We're thrilled to officially announce Opensend’s partnership with Klaviyo, making Opensend the first and only identity resolution provider in Klaviyo’s App Marketplace that supports third-party data.

Klaviyo merchants can now access Opensend directly from their dashboards and start converting anonymous traffic into actionable customer profiles, getting deeper value from your ESP.
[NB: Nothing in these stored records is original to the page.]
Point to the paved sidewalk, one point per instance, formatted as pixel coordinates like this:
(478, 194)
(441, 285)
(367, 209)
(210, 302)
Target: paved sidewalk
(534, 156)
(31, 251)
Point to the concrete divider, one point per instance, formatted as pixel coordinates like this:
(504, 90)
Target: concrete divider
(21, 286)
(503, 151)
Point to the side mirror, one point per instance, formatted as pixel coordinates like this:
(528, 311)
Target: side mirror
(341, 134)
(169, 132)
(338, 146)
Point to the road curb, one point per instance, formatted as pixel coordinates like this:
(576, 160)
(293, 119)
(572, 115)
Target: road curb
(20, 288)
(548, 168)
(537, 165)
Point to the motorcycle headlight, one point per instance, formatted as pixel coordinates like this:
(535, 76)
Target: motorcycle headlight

Why This Partnership Matters

For marketing leaders and CRM managers, turning anonymous site visitors into known customers is a constant challenge. With this new partnership, you can now access Opensend directly from your Klaviyo account, allowing you to capture and convert more anonymous traffic effortlessly.

Turn Anonymous Traffic into Klaviyo Profiles

Identify who’s on your site and act on it instantly, all from your Klaviyo dashboard:

  • Capture and resolve anonymous traffic in real-time.
  • Enhance audience segmentation directly within Klaviyo’s platform.
  • Trigger high-converting flows the moment intent appears

Build smarter segments. Launch faster campaigns. Maximize the value of every visitor, without complexity.

Who Benefits?

  • Marketing leaders and CRM managers: Achieve higher ROI through targeted campaigns.
  • Ecommerce brands: Gain real-time intelligence to elevate customer experience.
  • Partner managers and tech decision-makers: Streamline data strategies and automation efforts.

What marketers are saying

[Josh-Testimonial]

Your Tech Stack Just Got Smarter

With Opensend and Klaviyo working together, brands can tap into real-time identity, richer customer insights, and smarter activation, all from inside their ESP.

Let’s make the most of your data, together.

[get-your-personas]

Get The Ultimate Guide to Identity Resolution

Discover how first-party identity resolution can transform anonymous site visitors into actionable revenue, without relying on third-party cookies.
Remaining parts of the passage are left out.